By Friday, the draft report was already a week late, and no one in the city seemed to have any idea where it was or when it had come in. Earlier that week I’d been told that Herbert M. Barber, the consultant the city of Jacksonville’s Port Task Force hired to evaluate the economics of deepening the port to 47 feet — and who, as I first reported [The Flog, “Meet The Jax Port Task Force’s New $60K Consultant, Who Believes Obama Is More Anti-American than Terrorists,” Feb. 11], possesses some rather radical right-wing political views — would get it in pretty much any day now, but here we were, end of the work week, and nothing.

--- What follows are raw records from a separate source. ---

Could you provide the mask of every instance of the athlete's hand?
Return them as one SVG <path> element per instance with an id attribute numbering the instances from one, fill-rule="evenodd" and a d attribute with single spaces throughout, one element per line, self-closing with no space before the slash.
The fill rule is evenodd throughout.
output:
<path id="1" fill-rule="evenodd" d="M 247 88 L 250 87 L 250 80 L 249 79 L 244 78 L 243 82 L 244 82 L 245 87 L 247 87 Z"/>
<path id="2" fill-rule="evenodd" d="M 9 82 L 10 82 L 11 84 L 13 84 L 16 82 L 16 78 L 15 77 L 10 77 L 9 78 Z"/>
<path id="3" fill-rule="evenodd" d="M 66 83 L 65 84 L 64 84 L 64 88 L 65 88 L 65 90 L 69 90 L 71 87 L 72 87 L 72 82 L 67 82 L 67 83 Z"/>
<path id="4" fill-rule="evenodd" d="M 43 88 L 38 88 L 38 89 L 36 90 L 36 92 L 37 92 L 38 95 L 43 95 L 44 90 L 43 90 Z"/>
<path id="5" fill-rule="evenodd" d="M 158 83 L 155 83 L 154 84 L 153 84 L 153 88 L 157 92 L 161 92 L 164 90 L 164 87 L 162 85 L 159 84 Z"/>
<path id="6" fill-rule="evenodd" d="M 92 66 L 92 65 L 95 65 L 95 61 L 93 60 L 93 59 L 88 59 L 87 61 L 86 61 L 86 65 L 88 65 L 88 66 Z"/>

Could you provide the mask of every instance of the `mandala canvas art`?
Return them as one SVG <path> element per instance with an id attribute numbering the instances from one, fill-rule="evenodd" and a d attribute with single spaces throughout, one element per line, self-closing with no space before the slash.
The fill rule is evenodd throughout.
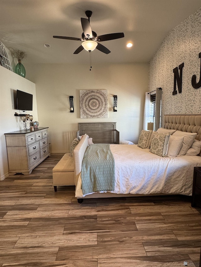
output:
<path id="1" fill-rule="evenodd" d="M 107 90 L 80 90 L 81 118 L 107 118 Z"/>

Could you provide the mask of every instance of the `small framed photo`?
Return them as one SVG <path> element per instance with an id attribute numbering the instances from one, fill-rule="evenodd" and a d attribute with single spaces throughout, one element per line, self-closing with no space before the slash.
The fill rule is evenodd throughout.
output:
<path id="1" fill-rule="evenodd" d="M 38 128 L 38 125 L 37 125 L 37 124 L 36 123 L 36 121 L 34 121 L 33 123 L 33 126 L 35 128 Z"/>

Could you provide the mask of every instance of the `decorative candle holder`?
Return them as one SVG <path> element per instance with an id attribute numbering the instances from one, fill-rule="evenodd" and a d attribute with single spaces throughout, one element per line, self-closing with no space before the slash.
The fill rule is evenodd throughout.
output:
<path id="1" fill-rule="evenodd" d="M 69 97 L 69 101 L 70 101 L 70 112 L 74 112 L 74 107 L 73 105 L 73 96 L 70 96 Z"/>
<path id="2" fill-rule="evenodd" d="M 117 111 L 117 95 L 113 95 L 114 97 L 114 107 L 113 111 L 114 112 Z"/>
<path id="3" fill-rule="evenodd" d="M 26 114 L 22 116 L 22 120 L 23 121 L 24 129 L 26 131 L 30 130 L 33 121 L 33 116 Z"/>

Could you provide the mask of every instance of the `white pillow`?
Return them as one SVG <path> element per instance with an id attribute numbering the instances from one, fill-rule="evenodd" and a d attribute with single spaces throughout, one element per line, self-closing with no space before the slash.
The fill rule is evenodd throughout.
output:
<path id="1" fill-rule="evenodd" d="M 188 133 L 187 132 L 182 132 L 181 131 L 176 131 L 173 134 L 173 136 L 183 136 L 183 144 L 177 157 L 183 156 L 185 155 L 188 149 L 192 145 L 197 134 L 197 133 Z"/>
<path id="2" fill-rule="evenodd" d="M 131 142 L 131 141 L 127 141 L 127 140 L 125 140 L 123 141 L 119 141 L 119 144 L 120 145 L 134 145 L 134 143 L 133 142 Z"/>
<path id="3" fill-rule="evenodd" d="M 176 157 L 181 149 L 183 141 L 183 136 L 174 136 L 171 135 L 170 137 L 167 156 Z"/>
<path id="4" fill-rule="evenodd" d="M 146 131 L 142 130 L 138 140 L 138 146 L 142 148 L 149 148 L 149 140 L 153 131 Z"/>
<path id="5" fill-rule="evenodd" d="M 188 156 L 196 156 L 201 151 L 201 141 L 195 140 L 192 146 L 188 150 L 185 155 Z"/>
<path id="6" fill-rule="evenodd" d="M 172 135 L 177 130 L 172 130 L 170 129 L 165 129 L 164 128 L 159 128 L 156 131 L 158 132 L 158 133 L 170 133 L 171 135 Z"/>
<path id="7" fill-rule="evenodd" d="M 82 137 L 83 137 L 83 136 L 84 135 L 87 135 L 87 137 L 88 137 L 88 138 L 89 138 L 89 136 L 88 135 L 86 134 L 83 134 L 82 135 L 78 136 L 78 140 L 79 140 L 79 141 L 80 141 L 80 140 L 82 139 Z"/>
<path id="8" fill-rule="evenodd" d="M 149 151 L 161 157 L 166 157 L 170 135 L 170 133 L 163 134 L 153 132 Z"/>
<path id="9" fill-rule="evenodd" d="M 70 154 L 72 157 L 73 157 L 73 151 L 76 147 L 78 144 L 79 144 L 79 141 L 78 140 L 77 138 L 75 138 L 72 142 L 70 146 Z"/>
<path id="10" fill-rule="evenodd" d="M 82 139 L 82 137 L 84 135 L 86 135 L 86 136 L 88 137 L 88 145 L 89 146 L 90 145 L 91 145 L 93 144 L 94 143 L 92 141 L 92 138 L 91 137 L 90 137 L 88 135 L 87 135 L 86 134 L 83 134 L 83 135 L 79 135 L 78 136 L 78 139 L 79 141 L 80 141 L 80 140 Z"/>

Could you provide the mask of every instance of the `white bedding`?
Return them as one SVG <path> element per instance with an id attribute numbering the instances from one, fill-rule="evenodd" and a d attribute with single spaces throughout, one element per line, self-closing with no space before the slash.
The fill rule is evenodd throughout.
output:
<path id="1" fill-rule="evenodd" d="M 201 166 L 201 157 L 162 157 L 136 145 L 111 144 L 110 149 L 115 161 L 115 182 L 114 190 L 108 192 L 192 195 L 193 168 Z M 78 198 L 86 195 L 81 185 L 80 176 L 75 192 Z"/>

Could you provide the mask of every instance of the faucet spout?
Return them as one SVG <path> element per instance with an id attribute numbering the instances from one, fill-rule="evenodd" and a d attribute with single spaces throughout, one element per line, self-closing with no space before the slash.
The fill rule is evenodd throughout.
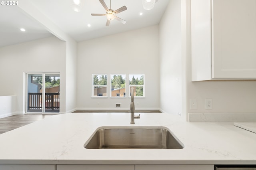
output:
<path id="1" fill-rule="evenodd" d="M 131 124 L 134 124 L 134 119 L 139 119 L 140 118 L 140 114 L 138 116 L 134 116 L 135 107 L 134 101 L 133 87 L 131 88 L 131 104 L 130 106 L 130 112 L 131 113 Z"/>

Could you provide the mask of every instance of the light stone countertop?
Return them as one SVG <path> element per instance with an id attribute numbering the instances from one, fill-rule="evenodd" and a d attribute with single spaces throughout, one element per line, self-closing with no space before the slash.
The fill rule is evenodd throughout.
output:
<path id="1" fill-rule="evenodd" d="M 256 164 L 256 134 L 233 123 L 190 123 L 167 113 L 66 113 L 0 134 L 0 164 Z M 182 149 L 87 149 L 101 127 L 164 127 Z"/>

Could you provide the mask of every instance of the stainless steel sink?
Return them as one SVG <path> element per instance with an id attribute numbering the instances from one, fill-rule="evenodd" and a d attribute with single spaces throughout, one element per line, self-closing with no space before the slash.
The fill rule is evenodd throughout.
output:
<path id="1" fill-rule="evenodd" d="M 184 145 L 164 127 L 103 127 L 85 143 L 87 149 L 182 149 Z"/>

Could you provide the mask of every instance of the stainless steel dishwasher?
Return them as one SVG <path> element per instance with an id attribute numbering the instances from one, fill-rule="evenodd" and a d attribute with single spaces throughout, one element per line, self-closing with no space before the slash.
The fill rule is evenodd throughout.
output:
<path id="1" fill-rule="evenodd" d="M 215 165 L 215 170 L 256 170 L 256 165 Z"/>

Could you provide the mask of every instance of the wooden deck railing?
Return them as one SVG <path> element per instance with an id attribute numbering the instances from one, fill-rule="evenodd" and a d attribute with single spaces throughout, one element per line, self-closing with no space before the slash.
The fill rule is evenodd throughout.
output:
<path id="1" fill-rule="evenodd" d="M 58 112 L 60 109 L 60 93 L 45 93 L 45 109 L 47 112 Z M 42 109 L 42 93 L 28 93 L 28 108 L 30 111 Z"/>

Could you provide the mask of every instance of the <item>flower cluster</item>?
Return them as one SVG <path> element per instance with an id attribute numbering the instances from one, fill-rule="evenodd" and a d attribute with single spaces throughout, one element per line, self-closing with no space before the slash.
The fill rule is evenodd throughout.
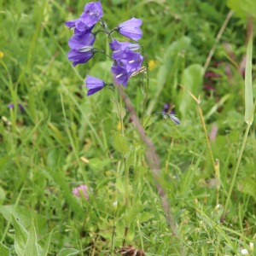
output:
<path id="1" fill-rule="evenodd" d="M 80 18 L 68 20 L 65 25 L 73 29 L 73 36 L 68 40 L 71 50 L 67 54 L 68 60 L 73 66 L 87 62 L 95 54 L 92 47 L 96 36 L 91 32 L 95 25 L 102 17 L 101 2 L 93 2 L 85 4 Z"/>
<path id="2" fill-rule="evenodd" d="M 113 50 L 112 60 L 113 62 L 111 71 L 114 77 L 114 82 L 126 87 L 129 79 L 134 76 L 136 72 L 144 71 L 144 69 L 141 69 L 143 57 L 138 52 L 141 47 L 137 44 L 137 41 L 143 36 L 143 32 L 140 29 L 142 20 L 131 18 L 120 23 L 114 29 L 108 31 L 106 23 L 102 19 L 102 14 L 101 2 L 91 2 L 85 4 L 84 12 L 79 19 L 68 20 L 65 23 L 67 27 L 73 29 L 74 32 L 73 37 L 68 40 L 71 50 L 68 52 L 67 57 L 69 61 L 73 61 L 73 65 L 76 66 L 77 64 L 87 62 L 96 52 L 104 53 L 104 51 L 94 48 L 93 44 L 98 32 L 107 33 L 108 38 L 112 39 L 109 46 Z M 98 21 L 100 21 L 99 23 L 103 30 L 92 32 L 92 29 Z M 136 43 L 119 42 L 113 39 L 112 32 L 117 32 L 136 41 Z M 89 75 L 87 75 L 85 85 L 89 89 L 87 96 L 93 95 L 106 85 L 113 88 L 113 84 L 105 83 Z"/>

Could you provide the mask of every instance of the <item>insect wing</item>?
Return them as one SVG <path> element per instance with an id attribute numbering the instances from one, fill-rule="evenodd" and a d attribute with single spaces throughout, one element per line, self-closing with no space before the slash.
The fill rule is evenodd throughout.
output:
<path id="1" fill-rule="evenodd" d="M 165 119 L 166 119 L 167 117 L 168 117 L 168 114 L 166 113 L 162 113 L 162 115 L 163 115 L 163 118 L 164 118 Z"/>
<path id="2" fill-rule="evenodd" d="M 174 114 L 169 113 L 169 118 L 175 124 L 175 125 L 179 125 L 180 124 L 180 119 L 175 116 Z"/>

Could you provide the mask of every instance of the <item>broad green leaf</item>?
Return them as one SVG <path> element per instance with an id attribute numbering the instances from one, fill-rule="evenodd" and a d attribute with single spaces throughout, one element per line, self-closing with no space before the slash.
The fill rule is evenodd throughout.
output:
<path id="1" fill-rule="evenodd" d="M 204 68 L 199 64 L 192 64 L 189 66 L 183 73 L 181 84 L 189 90 L 197 98 L 201 87 L 204 75 Z M 181 90 L 179 110 L 182 116 L 184 117 L 190 108 L 190 104 L 195 105 L 194 100 L 190 95 Z"/>
<path id="2" fill-rule="evenodd" d="M 23 253 L 23 256 L 33 255 L 33 256 L 39 256 L 39 246 L 38 245 L 37 241 L 37 233 L 36 229 L 33 224 L 29 230 L 28 237 L 26 240 L 25 250 Z"/>
<path id="3" fill-rule="evenodd" d="M 69 255 L 77 255 L 80 251 L 73 248 L 64 248 L 60 251 L 57 256 L 69 256 Z"/>
<path id="4" fill-rule="evenodd" d="M 24 255 L 23 252 L 26 244 L 28 232 L 26 229 L 16 220 L 14 215 L 12 215 L 13 225 L 15 227 L 15 250 L 16 253 Z"/>
<path id="5" fill-rule="evenodd" d="M 123 155 L 126 155 L 130 151 L 125 137 L 119 132 L 113 134 L 113 145 Z"/>
<path id="6" fill-rule="evenodd" d="M 1 256 L 10 256 L 9 248 L 0 242 L 0 255 Z"/>
<path id="7" fill-rule="evenodd" d="M 49 246 L 51 239 L 51 235 L 52 231 L 46 236 L 44 236 L 41 240 L 40 240 L 40 244 L 44 243 L 42 245 L 42 251 L 40 253 L 40 256 L 47 256 L 47 253 L 49 250 Z"/>
<path id="8" fill-rule="evenodd" d="M 252 78 L 252 59 L 253 59 L 253 35 L 250 36 L 247 50 L 245 73 L 245 115 L 244 120 L 252 125 L 253 121 L 253 96 Z"/>

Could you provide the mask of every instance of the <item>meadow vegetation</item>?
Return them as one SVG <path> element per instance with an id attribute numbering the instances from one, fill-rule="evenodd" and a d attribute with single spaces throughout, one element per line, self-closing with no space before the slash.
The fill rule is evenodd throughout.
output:
<path id="1" fill-rule="evenodd" d="M 119 90 L 86 96 L 111 60 L 67 60 L 88 2 L 0 0 L 0 255 L 253 255 L 255 1 L 102 0 L 109 28 L 143 20 L 147 102 L 143 74 L 125 91 L 157 177 Z"/>

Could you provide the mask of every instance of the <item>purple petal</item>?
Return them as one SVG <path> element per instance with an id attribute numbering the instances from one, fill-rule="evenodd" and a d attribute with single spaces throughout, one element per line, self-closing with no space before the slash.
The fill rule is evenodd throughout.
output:
<path id="1" fill-rule="evenodd" d="M 92 51 L 80 52 L 78 49 L 71 49 L 67 53 L 67 58 L 69 61 L 73 61 L 73 66 L 76 66 L 80 63 L 86 63 L 93 55 Z"/>
<path id="2" fill-rule="evenodd" d="M 137 41 L 143 36 L 143 31 L 139 27 L 124 26 L 119 29 L 119 32 L 125 38 Z"/>
<path id="3" fill-rule="evenodd" d="M 87 75 L 85 85 L 88 89 L 95 89 L 98 87 L 104 87 L 105 83 L 99 79 Z"/>
<path id="4" fill-rule="evenodd" d="M 106 84 L 104 81 L 99 79 L 87 75 L 85 85 L 89 89 L 87 91 L 87 96 L 89 96 L 101 90 L 102 88 L 104 88 Z"/>
<path id="5" fill-rule="evenodd" d="M 119 24 L 119 27 L 123 27 L 123 26 L 130 26 L 130 27 L 135 27 L 135 26 L 140 26 L 143 24 L 143 20 L 141 19 L 137 19 L 137 18 L 131 18 L 121 24 Z"/>
<path id="6" fill-rule="evenodd" d="M 100 1 L 85 4 L 80 18 L 87 26 L 94 26 L 102 17 L 102 6 Z"/>
<path id="7" fill-rule="evenodd" d="M 128 73 L 132 73 L 141 68 L 143 61 L 143 57 L 138 52 L 127 49 L 117 62 Z"/>
<path id="8" fill-rule="evenodd" d="M 84 46 L 92 45 L 95 40 L 96 38 L 91 32 L 87 32 L 82 35 L 74 34 L 68 40 L 68 45 L 71 49 L 79 49 Z"/>
<path id="9" fill-rule="evenodd" d="M 75 27 L 76 22 L 79 20 L 79 19 L 75 19 L 75 20 L 67 20 L 65 22 L 65 25 L 69 27 L 69 28 L 73 28 Z"/>

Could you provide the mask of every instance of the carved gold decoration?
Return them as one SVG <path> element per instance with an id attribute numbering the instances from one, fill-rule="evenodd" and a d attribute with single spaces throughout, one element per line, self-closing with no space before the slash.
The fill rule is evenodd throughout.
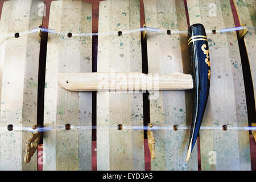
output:
<path id="1" fill-rule="evenodd" d="M 32 128 L 34 130 L 35 130 L 39 126 L 38 125 L 34 125 Z M 26 144 L 26 154 L 24 158 L 24 162 L 25 163 L 27 163 L 30 162 L 31 157 L 38 150 L 38 146 L 40 137 L 41 133 L 38 131 L 31 133 Z"/>
<path id="2" fill-rule="evenodd" d="M 147 125 L 150 128 L 152 127 L 153 125 L 151 123 Z M 150 149 L 150 154 L 151 155 L 152 159 L 155 159 L 155 138 L 154 136 L 153 131 L 151 131 L 149 129 L 147 130 L 147 143 L 148 144 L 148 148 Z"/>
<path id="3" fill-rule="evenodd" d="M 251 126 L 256 126 L 256 123 L 251 123 Z M 256 142 L 256 131 L 251 131 L 253 137 L 254 138 L 255 142 Z"/>
<path id="4" fill-rule="evenodd" d="M 210 71 L 209 69 L 208 70 L 208 80 L 210 80 Z"/>
<path id="5" fill-rule="evenodd" d="M 206 44 L 203 44 L 201 48 L 204 52 L 204 53 L 207 55 L 207 58 L 205 58 L 205 63 L 208 65 L 208 67 L 210 67 L 210 60 L 209 59 L 209 49 L 208 50 L 205 49 L 207 48 Z"/>

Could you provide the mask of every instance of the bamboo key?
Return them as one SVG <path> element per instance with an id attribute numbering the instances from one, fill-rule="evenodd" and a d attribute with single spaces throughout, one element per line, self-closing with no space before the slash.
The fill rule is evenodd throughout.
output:
<path id="1" fill-rule="evenodd" d="M 187 90 L 193 87 L 192 76 L 180 73 L 61 73 L 58 82 L 69 91 Z"/>

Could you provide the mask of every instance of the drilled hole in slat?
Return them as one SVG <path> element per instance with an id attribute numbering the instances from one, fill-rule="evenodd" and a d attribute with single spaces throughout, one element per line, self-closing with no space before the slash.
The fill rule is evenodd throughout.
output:
<path id="1" fill-rule="evenodd" d="M 174 131 L 177 131 L 177 125 L 174 125 Z"/>
<path id="2" fill-rule="evenodd" d="M 14 37 L 15 38 L 19 38 L 19 33 L 16 33 L 15 34 L 14 34 Z"/>
<path id="3" fill-rule="evenodd" d="M 222 126 L 222 130 L 223 130 L 224 131 L 226 131 L 226 130 L 228 130 L 228 126 L 226 126 L 226 125 L 223 125 L 223 126 Z"/>
<path id="4" fill-rule="evenodd" d="M 67 130 L 69 130 L 70 129 L 71 129 L 70 124 L 67 124 L 66 125 L 65 125 L 65 129 L 66 129 Z"/>
<path id="5" fill-rule="evenodd" d="M 122 130 L 123 129 L 123 125 L 122 125 L 122 124 L 119 124 L 117 125 L 117 129 L 118 130 Z"/>
<path id="6" fill-rule="evenodd" d="M 67 36 L 68 36 L 68 38 L 72 38 L 72 33 L 71 33 L 71 32 L 68 33 Z"/>
<path id="7" fill-rule="evenodd" d="M 7 126 L 7 130 L 8 131 L 13 131 L 13 125 L 9 125 Z"/>

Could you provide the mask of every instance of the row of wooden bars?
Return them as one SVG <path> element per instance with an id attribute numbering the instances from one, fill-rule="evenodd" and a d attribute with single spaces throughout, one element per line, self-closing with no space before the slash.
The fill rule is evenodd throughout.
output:
<path id="1" fill-rule="evenodd" d="M 190 24 L 202 23 L 207 31 L 235 26 L 230 0 L 187 0 Z M 241 23 L 255 27 L 254 0 L 234 0 Z M 22 32 L 42 24 L 44 1 L 9 0 L 3 3 L 0 35 Z M 141 27 L 143 5 L 147 27 L 171 31 L 188 29 L 184 1 L 105 0 L 100 2 L 97 72 L 142 72 L 141 32 L 117 32 Z M 48 11 L 48 10 L 47 10 Z M 254 14 L 254 15 L 253 15 Z M 51 2 L 48 28 L 56 32 L 92 32 L 92 6 L 82 1 Z M 236 32 L 207 34 L 211 86 L 202 126 L 248 126 L 241 59 Z M 147 33 L 148 72 L 191 73 L 187 35 Z M 245 42 L 256 85 L 256 35 L 250 30 Z M 0 36 L 0 127 L 9 124 L 32 127 L 37 122 L 40 40 L 36 33 L 18 38 Z M 57 83 L 59 73 L 92 72 L 92 36 L 48 34 L 45 78 L 44 126 L 92 125 L 92 92 L 72 92 Z M 251 99 L 253 99 L 252 98 Z M 149 101 L 154 126 L 191 125 L 192 91 L 160 91 Z M 97 93 L 97 125 L 143 125 L 142 93 Z M 156 158 L 151 170 L 197 170 L 197 150 L 185 162 L 188 130 L 154 131 Z M 0 170 L 36 170 L 36 155 L 23 162 L 30 133 L 0 130 Z M 97 130 L 98 170 L 144 170 L 143 130 Z M 251 170 L 249 133 L 202 130 L 202 170 Z M 92 130 L 72 129 L 44 132 L 44 170 L 91 170 Z"/>

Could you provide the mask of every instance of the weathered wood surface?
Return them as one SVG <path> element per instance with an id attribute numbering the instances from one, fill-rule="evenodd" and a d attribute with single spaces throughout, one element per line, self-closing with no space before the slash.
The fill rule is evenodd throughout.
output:
<path id="1" fill-rule="evenodd" d="M 191 24 L 207 31 L 234 27 L 229 0 L 188 0 Z M 201 130 L 202 170 L 251 170 L 249 132 L 229 130 L 248 125 L 245 88 L 236 32 L 207 34 L 211 64 L 210 93 Z"/>
<path id="2" fill-rule="evenodd" d="M 92 5 L 81 1 L 51 3 L 49 28 L 92 32 Z M 71 61 L 72 60 L 72 61 Z M 92 125 L 92 93 L 71 92 L 57 84 L 59 72 L 92 72 L 92 38 L 49 34 L 44 126 Z M 44 133 L 44 170 L 91 170 L 92 131 L 71 128 Z"/>
<path id="3" fill-rule="evenodd" d="M 256 2 L 255 0 L 234 0 L 241 24 L 246 23 L 246 26 L 256 27 Z M 244 41 L 247 51 L 251 68 L 251 78 L 254 90 L 256 90 L 256 34 L 254 30 L 249 30 L 245 36 Z M 256 104 L 255 104 L 256 109 Z"/>
<path id="4" fill-rule="evenodd" d="M 142 72 L 141 34 L 117 35 L 140 27 L 139 0 L 100 3 L 98 72 Z M 114 74 L 113 73 L 113 74 Z M 97 126 L 143 125 L 142 93 L 98 92 Z M 144 170 L 143 133 L 123 129 L 97 130 L 98 170 Z"/>
<path id="5" fill-rule="evenodd" d="M 183 1 L 144 1 L 147 27 L 186 31 L 188 28 Z M 148 32 L 147 35 L 148 73 L 162 75 L 189 72 L 191 65 L 187 34 L 171 35 Z M 155 126 L 187 126 L 191 125 L 192 100 L 189 92 L 155 92 L 150 100 L 150 122 Z M 190 103 L 190 104 L 189 104 Z M 151 170 L 197 170 L 197 150 L 186 163 L 188 130 L 154 131 L 155 159 Z M 197 144 L 196 144 L 196 146 Z"/>
<path id="6" fill-rule="evenodd" d="M 35 155 L 24 163 L 27 131 L 7 130 L 7 125 L 31 127 L 36 124 L 38 74 L 40 38 L 36 34 L 14 38 L 36 28 L 42 22 L 38 14 L 40 1 L 11 0 L 3 3 L 0 22 L 0 170 L 36 170 Z"/>
<path id="7" fill-rule="evenodd" d="M 136 82 L 130 81 L 137 80 Z M 193 88 L 191 75 L 176 73 L 149 76 L 141 73 L 59 73 L 59 84 L 69 91 L 187 90 Z"/>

And this got me thinking: Mayor Alvin Brown had already condemned Barber’s commentary and voiced concerns about his credibility. There were even hints that the city may well have pulled out of the contract — as is its right — except for the fact that it would have had to pay for most of it anyway. But Barber had blown, and as of Tuesday morning is still blowing, an unambiguous deadline. (“CONTRACTOR shall provide a draft of the final report no later than February 13, 2015,” the contract states. The final report is due March 2.) At which point would the city take the opportunity to call this a material breach of contract and rid itself of this festering embarrassment (which, after I broke the story, had drawn withering criticism from Times-Union columnists Ron Littlepage and especially Mark Woods, who pointed to passages in Barber’s book that railed against racial integration and intermarriage)?
“Generally we do not discuss legal strategy,” communications director David DeCamp told me in an email Friday. “However, the City would have to declare that a breach occurred. So far, that determination has not been made.”
The key phrase in that sentence is “so far.”
On a related note, if you’re interested in learning more about the pros and cons of dredging the river, the University of North Florida is hosting a town hall at 6 p.m. March 9 at the Adam W. Herbert University Center, Building 43, Room 1058.
Won’t Be Ignored
A couple of years ago, the expansion of a more inclusive human rights ordinance failed by one vote. It failed because of a lack of courage, and it failed because too many of our elected officials cling to prudish, anachronistic values. But it also failed because there wasn’t enough pressure on politicians to do the right thing.
“We understand that one of the reasons the HRO failed is that politicians do not believe LGBT [individuals] as a group are politically powerful,” says local attorney Carrington “Rusty” Mead, a longtime champion of Northeast Florida’s LGBT community. “We saw what happened then. We realized that we had to morph ourselves into something that couldn’t be ignored.”
That something is the newly formed Northeast Florida LGBT Leadership PAC, of which Mead is president. The group will raise money for candidates who share its values, to bridge “the desert between the haves and the have nots” of the political world, as Mead puts it, and to use that money “to drive the issues forward.”
It goes beyond the HRO, although that is a first priority, and the candidates the PAC endorsed at its coming-out party, a press conference Tuesday afternoon on the steps of City Hall — Bill Bishop for mayor; Anna Brosche, John Crescimbini, Tommy Hazouri, Greg Anderson, and Ju’Coby Pittman and Michelle Tappouni for the at-large City Council seats; and Tracie Davis for supervisor of elections, to name the citywide candidates — have all committed to making the expanded HRO a reality.
More broadly, though, it’s about empowering diversity, about ensuring that our leaders have to take notice of all members of our community, or else there will be a price to pay.